Author: Miklós Laczkovich
Publisher: Springer
Published: 2015-10-08
Total Pages: 486
ISBN-13: 1493927663
DOWNLOAD EBOOKBased on courses given at Eötvös Loránd University (Hungary) over the past 30 years, this introductory textbook develops the central concepts of the analysis of functions of one variable — systematically, with many examples and illustrations, and in a manner that builds upon, and sharpens, the student’s mathematical intuition. The book provides a solid grounding in the basics of logic and proofs, sets, and real numbers, in preparation for a study of the main topics: limits, continuity, rational functions and transcendental functions, differentiation, and integration. Numerous applications to other areas of mathematics, and to physics, are given, thereby demonstrating the practical scope and power of the theoretical concepts treated. In the spirit of learning-by-doing, Real Analysis includes more than 500 engaging exercises for the student keen on mastering the basics of analysis. The wealth of material, and modular organization, of the book make it adaptable as a textbook for courses of various levels; the hints and solutions provided for the more challenging exercises make it ideal for independent study.
Author: N. L. Carothers
Publisher: Cambridge University Press
Published: 2000-08-15
Total Pages: 420
ISBN-13: 9780521497565
DOWNLOAD EBOOKA text for a first graduate course in real analysis for students in pure and applied mathematics, statistics, education, engineering, and economics.

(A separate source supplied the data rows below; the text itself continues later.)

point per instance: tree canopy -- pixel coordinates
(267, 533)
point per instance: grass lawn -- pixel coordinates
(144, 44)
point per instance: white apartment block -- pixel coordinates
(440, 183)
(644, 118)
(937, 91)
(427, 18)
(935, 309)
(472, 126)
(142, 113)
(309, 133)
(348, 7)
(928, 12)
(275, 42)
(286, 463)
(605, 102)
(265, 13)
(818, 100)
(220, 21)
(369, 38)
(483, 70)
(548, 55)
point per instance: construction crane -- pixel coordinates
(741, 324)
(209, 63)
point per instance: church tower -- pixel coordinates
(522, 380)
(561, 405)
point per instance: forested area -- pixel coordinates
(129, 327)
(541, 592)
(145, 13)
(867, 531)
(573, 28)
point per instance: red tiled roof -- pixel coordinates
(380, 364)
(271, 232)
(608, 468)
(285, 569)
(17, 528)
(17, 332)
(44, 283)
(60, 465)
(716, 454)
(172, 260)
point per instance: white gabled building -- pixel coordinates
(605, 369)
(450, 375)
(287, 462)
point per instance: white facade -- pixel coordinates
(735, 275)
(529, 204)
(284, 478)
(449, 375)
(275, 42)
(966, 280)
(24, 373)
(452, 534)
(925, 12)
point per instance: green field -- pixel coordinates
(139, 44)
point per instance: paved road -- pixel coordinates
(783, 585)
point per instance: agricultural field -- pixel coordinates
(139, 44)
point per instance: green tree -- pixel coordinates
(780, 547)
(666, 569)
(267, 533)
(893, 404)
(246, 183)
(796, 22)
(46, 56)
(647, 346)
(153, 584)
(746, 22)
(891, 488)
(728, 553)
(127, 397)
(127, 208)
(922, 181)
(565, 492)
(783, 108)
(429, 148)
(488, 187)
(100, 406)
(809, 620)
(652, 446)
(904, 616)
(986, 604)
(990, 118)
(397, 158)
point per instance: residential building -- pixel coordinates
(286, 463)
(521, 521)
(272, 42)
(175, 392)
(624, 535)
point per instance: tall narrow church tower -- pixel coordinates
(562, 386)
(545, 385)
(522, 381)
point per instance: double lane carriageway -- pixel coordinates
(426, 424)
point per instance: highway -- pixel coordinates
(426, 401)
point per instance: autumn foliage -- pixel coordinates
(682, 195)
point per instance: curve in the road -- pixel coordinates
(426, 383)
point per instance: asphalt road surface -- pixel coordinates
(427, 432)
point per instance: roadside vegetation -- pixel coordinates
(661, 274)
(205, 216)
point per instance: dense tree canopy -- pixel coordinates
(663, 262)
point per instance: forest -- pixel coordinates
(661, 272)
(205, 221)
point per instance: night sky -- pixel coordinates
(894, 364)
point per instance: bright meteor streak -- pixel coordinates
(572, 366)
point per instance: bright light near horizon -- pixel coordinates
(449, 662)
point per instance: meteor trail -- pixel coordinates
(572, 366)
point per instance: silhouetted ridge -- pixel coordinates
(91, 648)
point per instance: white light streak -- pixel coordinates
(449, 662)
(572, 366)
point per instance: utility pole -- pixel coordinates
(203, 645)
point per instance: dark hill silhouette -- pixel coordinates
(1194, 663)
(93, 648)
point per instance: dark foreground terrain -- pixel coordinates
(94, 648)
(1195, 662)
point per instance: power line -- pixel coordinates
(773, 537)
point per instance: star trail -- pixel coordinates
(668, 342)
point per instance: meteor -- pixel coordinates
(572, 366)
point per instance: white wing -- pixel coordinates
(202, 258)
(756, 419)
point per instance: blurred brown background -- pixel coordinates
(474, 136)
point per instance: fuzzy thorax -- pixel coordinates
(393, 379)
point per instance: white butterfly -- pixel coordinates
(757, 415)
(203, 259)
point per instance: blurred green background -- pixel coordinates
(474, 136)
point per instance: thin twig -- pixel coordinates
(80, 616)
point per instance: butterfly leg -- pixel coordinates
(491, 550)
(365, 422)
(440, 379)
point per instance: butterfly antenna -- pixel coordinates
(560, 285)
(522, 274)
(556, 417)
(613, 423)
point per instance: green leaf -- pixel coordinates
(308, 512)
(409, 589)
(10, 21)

Author: A.B. Kharazishvili
Publisher: CRC Press
Published: 2000-01-31
Total Pages: 320
ISBN-13: 9780824703202
DOWNLOAD EBOOKThis volume aims to explicate extraordinary functions in real analysis and their applications. It examines the Baire category method, the Zermelo-Fraenkel set, the Axiom of Dependent Choices, Cantor and Peano type functions, the Continuum Hypothesis, everywhere differentiable nowhere monotone functions, and Jarnik's nowhere approximately differentiable functions.